The BD Rhapsody™ Express Single-Cell Analysis System enables single-cell capture and barcoding of hundreds to thousands of single cells for analysis of genomic and proteomic information, using proprietary, gentle, robust microwell-based single-cell partitioning technology. The BD Rhapsody™ Express Single-Cell Analysis System is ideal for routine use with familiar cell systems that do not require visual QC or troubleshooting.
Get more information from the BD Rhapsody™ Express System brochure.
The BD Rhapsody™ Express Single-Cell Analysis System provides powerful microwell-based single-cell partitioning
- Minimal set of benchtop equipment, no fluidic pumps
- Allows gentle treatment of cells as they settle into microwells by gravity
- Each BD Rhapsody™ Cartridge contains a microwell array with >220,000 partitions
- The BD Rhapsody™ Cartridge has a volume ~600 µL; dilute cell suspensions can be loaded directly into the cartridge without needing to concentrate them into very small volumes
- No microfluidic channels are involved so clogging of channels with cells is less of a concern
- The microwells are specially treated to prevent cells from adhering to surfaces and extensive QC is performed
Stable magnetic barcoded beads used with the BD Rhapsody™ System can be retained for later experimentation allowing for flexibility with experimental design
- BD Rhapsody™ Beads remain intact throughout the workflow
- Beads with cDNA molecules can be stored for several months
- Beads can be subsampled for creation of multiple sequencing libraries
- Archived beads can be pooled and sequenced together for operational efficiency
- Archived beads can be shared easily with research partners
- Archived, subsampled beads can help standardize performance and develop SOPs
High correlation in gene expression and minimal batch effects seen in data obtained from beads stored up to 12 weeks.
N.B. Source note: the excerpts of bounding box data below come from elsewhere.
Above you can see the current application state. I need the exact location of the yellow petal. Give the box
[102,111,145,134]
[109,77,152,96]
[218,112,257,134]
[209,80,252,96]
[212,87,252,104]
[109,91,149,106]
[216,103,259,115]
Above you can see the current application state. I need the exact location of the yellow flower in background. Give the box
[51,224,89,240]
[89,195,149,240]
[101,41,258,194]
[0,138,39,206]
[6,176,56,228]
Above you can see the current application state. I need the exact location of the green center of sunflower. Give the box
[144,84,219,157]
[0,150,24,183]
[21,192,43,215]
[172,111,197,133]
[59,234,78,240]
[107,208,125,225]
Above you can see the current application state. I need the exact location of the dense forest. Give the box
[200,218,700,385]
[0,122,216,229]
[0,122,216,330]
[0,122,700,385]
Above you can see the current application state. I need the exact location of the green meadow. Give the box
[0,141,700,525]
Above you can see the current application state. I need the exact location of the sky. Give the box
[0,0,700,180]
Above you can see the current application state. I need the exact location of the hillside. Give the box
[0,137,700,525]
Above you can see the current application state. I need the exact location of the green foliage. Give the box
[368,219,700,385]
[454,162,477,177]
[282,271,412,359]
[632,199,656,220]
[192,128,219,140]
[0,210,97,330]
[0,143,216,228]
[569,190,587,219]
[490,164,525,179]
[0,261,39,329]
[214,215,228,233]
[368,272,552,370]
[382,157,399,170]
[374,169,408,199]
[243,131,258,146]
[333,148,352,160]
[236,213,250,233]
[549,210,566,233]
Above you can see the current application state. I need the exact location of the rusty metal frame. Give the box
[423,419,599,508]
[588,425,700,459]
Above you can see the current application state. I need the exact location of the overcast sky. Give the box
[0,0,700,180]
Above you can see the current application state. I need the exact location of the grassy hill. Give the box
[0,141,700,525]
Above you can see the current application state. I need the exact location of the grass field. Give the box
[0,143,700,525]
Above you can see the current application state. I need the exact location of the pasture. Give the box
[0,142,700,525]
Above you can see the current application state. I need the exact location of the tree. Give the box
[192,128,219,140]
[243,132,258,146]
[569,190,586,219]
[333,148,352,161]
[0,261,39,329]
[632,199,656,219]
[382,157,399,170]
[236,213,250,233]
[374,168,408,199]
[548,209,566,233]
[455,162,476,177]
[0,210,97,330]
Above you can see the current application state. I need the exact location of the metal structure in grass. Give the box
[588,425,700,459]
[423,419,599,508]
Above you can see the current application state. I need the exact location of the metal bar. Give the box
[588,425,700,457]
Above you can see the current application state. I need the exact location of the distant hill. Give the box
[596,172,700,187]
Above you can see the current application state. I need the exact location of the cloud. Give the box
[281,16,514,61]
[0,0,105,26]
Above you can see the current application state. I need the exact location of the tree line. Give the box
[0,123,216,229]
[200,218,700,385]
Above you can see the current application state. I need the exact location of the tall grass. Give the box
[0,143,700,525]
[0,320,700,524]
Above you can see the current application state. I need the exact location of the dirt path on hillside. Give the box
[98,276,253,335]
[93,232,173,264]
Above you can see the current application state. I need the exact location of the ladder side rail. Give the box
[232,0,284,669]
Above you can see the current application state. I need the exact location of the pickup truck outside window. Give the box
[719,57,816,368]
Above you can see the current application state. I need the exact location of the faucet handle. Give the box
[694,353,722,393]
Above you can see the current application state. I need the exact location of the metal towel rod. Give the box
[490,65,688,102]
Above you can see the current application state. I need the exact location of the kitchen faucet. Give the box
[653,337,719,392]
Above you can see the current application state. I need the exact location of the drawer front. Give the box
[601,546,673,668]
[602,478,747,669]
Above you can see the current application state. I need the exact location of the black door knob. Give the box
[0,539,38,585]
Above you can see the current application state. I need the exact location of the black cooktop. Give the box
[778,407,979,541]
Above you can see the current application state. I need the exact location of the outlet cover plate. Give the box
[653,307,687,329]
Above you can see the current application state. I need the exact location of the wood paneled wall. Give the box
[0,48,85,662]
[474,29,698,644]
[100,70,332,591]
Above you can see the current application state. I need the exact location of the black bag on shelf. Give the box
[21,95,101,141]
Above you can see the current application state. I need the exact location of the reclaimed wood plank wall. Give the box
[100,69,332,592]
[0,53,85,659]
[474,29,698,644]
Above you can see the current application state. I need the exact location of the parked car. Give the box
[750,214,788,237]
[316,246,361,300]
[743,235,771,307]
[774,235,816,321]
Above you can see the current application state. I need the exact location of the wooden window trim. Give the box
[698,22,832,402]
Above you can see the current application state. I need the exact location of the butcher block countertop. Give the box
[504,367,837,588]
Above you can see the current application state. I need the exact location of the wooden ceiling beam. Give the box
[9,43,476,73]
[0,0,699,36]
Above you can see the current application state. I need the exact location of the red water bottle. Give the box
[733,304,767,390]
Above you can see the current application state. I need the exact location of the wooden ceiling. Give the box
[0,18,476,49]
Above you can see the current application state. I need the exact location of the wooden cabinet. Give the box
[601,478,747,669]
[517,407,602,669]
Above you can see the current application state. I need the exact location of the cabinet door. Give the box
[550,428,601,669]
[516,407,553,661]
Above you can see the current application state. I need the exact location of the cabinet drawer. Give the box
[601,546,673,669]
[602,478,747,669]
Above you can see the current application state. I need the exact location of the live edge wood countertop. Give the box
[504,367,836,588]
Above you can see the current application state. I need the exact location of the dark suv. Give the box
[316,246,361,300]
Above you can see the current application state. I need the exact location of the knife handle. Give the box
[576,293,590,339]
The BD Rhapsody™ Single-Cell Analysis System is the ideal choice for translational, multi-center, multi-cohort studies
Reliable, reproducible results from gentle, gravity-based single-cell partitioning without microfluidics
- Minimal batch effects with technical replicates
- Minimal batch effects with biological replicates
- Minimal site-to-site variability
- Minimal user-to-user variability
- Minimum sample bias
- Ability to integrate large data sets without correction for batch effects
High correlation in gene expression seen between technical and biological replicates and between users and sites.
The BD Rhapsody™ Single Cell Analysis System provides reliable and reproducible results making it an ideal system for translational studies.
The system offers superior cell capture rates and low multiplet rates with a variety of cell types as compared to other systems
Strong correlation of all mRNA and protein markers identifies similar T-cell populations between cartridges
Equivalent data from biological replicates
Equivalent data from subsampled beads
Similar proportions of each cell type are recovered from WTA and targeted analysis on subsampled beads
The BD Rhapsody™ Single-Cell Analysis System enables simultaneous measurement of surface proteins and mRNA expression, facilitating the identification of distinct subsets of regulatory T cells
Differential gene expression and differential protein expression analysis were performed on three main Treg subsets identified based on manual gating and bivariate analysis of CD45RA and HLA-DR sorted Treg samples. Differential gene expression analysis was performed using the BD Rhapsody™ Targeted Human Immune Response Panel (399 genes). Upregulated genes (>1.25X) are shown in the heat map above. Differential protein expression of 22 proteins was performed simultaneously using BD® AbSeq Oligo-Conjugated Antibodies.
The BD Rhapsody™ Single-Cell Analysis System can be used for deep characterization of exhausted T cells
Expression of 12 proteins and genes that are significantly upregulated at day 14 of chronic simulation of CD8+ T cells. Two populations (red and green boxes) emerged based on the expression level of markers. Co-expression patterns were discerned for CD38, CD39 and CD94.
The BD Rhapsody™ Single-Cell Analysis System enables resolution of innate lymphoid cell heterogeneity
Differential protein and gene expression at the single-cell level. Heterogeneity was observed in major ILC subsets.
The BD Rhapsody™ Single-Cell Analysis System enables identification of heterogeneity within CLL samples
Clusters are well defined using simultaneous mRNA and protein analysis. Samples from healthy donors cluster similarly. CLL samples cluster separately and uniquely.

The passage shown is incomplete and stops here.